If desired, optical system 20B may contain a transparent structure (e.g., an optical combiner, etc.) that allows image light from physical objects 28 to be combined optically with virtual (computer-generated) images such as virtual images in image light 38. Light from physical objects 28 in the physical environment or scene can sometimes be referred to and defined herein as world light, scene light, ambient light, external light, or environmental light. In this type of system, a user of system 10 may view both the physical environment around the user and computer-generated content that is overlaid on top of the physical environment. Cameras 14 may also be used in device 10 (e.g., in an arrangement in which a camera captures images of physical object 28 and this content is modified and presented as virtual content at optical system 20B).

System 10 may, if desired, include wireless circuitry and/or other circuitry to support communications with a computer or other external equipment (e.g., a computer that supplies display 20 with image content). During operation, control circuitry 16 may supply image content to display 20. The content may be remotely received (e.g., from a computer or other content source coupled to system 10) and/or may be generated by control circuitry 16 (e.g., text, other computer-generated content, etc.). The content that is supplied to display 20 by control circuitry 16 may be viewed by a viewer at eye box 24.

FIG. 2 is a diagram showing illustrative hardware components that can be included within a system (e.g., device 10) of the type described in connection with FIG. 1. As shown in FIG. 2, device 10 can include one or more hardware and/or software subsystems, including one or more outward-facing image sensing subsystems such as outward-facing cameras 50, one or more tracking subsystems such as tracking sensors 54, computer vision processing (CVP) circuitry such as CVP circuitry 60, a separate image signal processing pipeline such as high quality (back-end) pipeline 72, and one or more display(s) 20.

One or more cameras 50 can be used to gather information on the external real-world environment or scene surrounding device 10. Cameras 50 may include one or more of front-facing cameras 14 in FIG. 1. At least some of cameras 50 can be configured to capture a series of images of a scene, which can be presented as a live video passthrough feed to the user using displays 20. The live video passthrough feed is sometimes referred to as passthrough content. Such front-facing cameras that are employed to acquire passthrough content are sometimes referred to as scene or passthrough cameras. Cameras 50 may include color image sensors and/or optionally monochrome (black and white) image sensors.

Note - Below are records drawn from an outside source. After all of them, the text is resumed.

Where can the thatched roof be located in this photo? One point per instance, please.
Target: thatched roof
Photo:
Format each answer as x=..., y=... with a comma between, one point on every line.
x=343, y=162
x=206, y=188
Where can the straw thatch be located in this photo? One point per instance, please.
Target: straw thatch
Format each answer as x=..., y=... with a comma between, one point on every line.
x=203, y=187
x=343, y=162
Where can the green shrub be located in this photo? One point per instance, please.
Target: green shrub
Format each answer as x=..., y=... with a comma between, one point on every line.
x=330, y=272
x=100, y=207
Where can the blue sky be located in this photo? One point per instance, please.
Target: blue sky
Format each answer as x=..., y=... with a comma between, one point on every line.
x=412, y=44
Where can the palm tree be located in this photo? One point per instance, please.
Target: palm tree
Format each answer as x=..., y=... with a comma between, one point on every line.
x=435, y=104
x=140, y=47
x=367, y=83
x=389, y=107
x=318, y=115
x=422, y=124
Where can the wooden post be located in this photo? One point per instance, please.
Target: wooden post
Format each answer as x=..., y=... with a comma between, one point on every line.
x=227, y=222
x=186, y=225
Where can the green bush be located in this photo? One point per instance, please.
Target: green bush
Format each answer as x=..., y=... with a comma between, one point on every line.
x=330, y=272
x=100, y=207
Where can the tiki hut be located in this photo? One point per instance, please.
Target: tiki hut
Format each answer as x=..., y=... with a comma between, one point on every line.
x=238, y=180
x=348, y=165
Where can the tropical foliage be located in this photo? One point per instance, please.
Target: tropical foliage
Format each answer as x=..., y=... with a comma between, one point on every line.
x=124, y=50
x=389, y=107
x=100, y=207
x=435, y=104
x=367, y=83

Cameras 50 can have different fields of view. Some cameras 50 can have a wide or ultrawide field of view, whereas some cameras 50 can have relatively narrower field of view. Not all of cameras 50 need to be used for capturing passthrough content. Some of the cameras 50 may be forward facing (e.g., oriented towards the scene in front of the user); some of the cameras 50 may be downward facing (e.g., oriented towards the user's torso, hands, or other parts of the user); some of the cameras 50 may be side/lateral facing (e.g., oriented towards the left and right sides of the user); and some of the cameras 50 can be oriented in other directions relative to the front face of device 10. All of these cameras 50 that are configured to gather information on the external physical environment surrounding device 10 are sometimes referred to and defined collectively as “external-facing” or “outward-facing” cameras.

Tracking sensors 54 can include a gaze tracking subsystem, sometime referred to as a gaze tracker, that is configured to gather gaze information or point-of-gaze information. The gaze tracker may employ one or more “inward-facing” camera(s) and/or other gaze-tracking components (e.g., eye-facing components and/or other light sources that emit beams of light so that reflections of the beams from a user's eyes may be detected) to monitor the user's eyes. One or more gaze-tracking sensor(s) 54 may face a user's eyes and may track a user's gaze. A camera in a gaze-tracking subsystem may determine the location of a user's eyes (e.g., the centers of the user's pupils), may determine the direction in which the user's eyes are oriented (the direction of the user's gaze), may determine the user's pupil size (e.g., so that light modulation and/or other optical parameters and/or the amount of gradualness with which one or more of these parameters is spatially adjusted and/or the area in which one or more of these optical parameters is adjusted based on the pupil size), may be used in monitoring the current focus of the lenses in the user's eyes (e.g., whether the user is focusing in the near field or far field, which may be used to assess whether a user is day dreaming or is thinking strategically or tactically), and/or other gaze information. Gaze tracking cameras may sometimes be referred to as inward-facing cameras, gaze-detection cameras, eye-tracking cameras, gaze-tracking cameras, or eye-monitoring cameras. If desired, other types of optical sensors (e.g., infrared and/or visible light-emitting diodes and light detectors, etc.) may also be used in monitoring a user's gaze.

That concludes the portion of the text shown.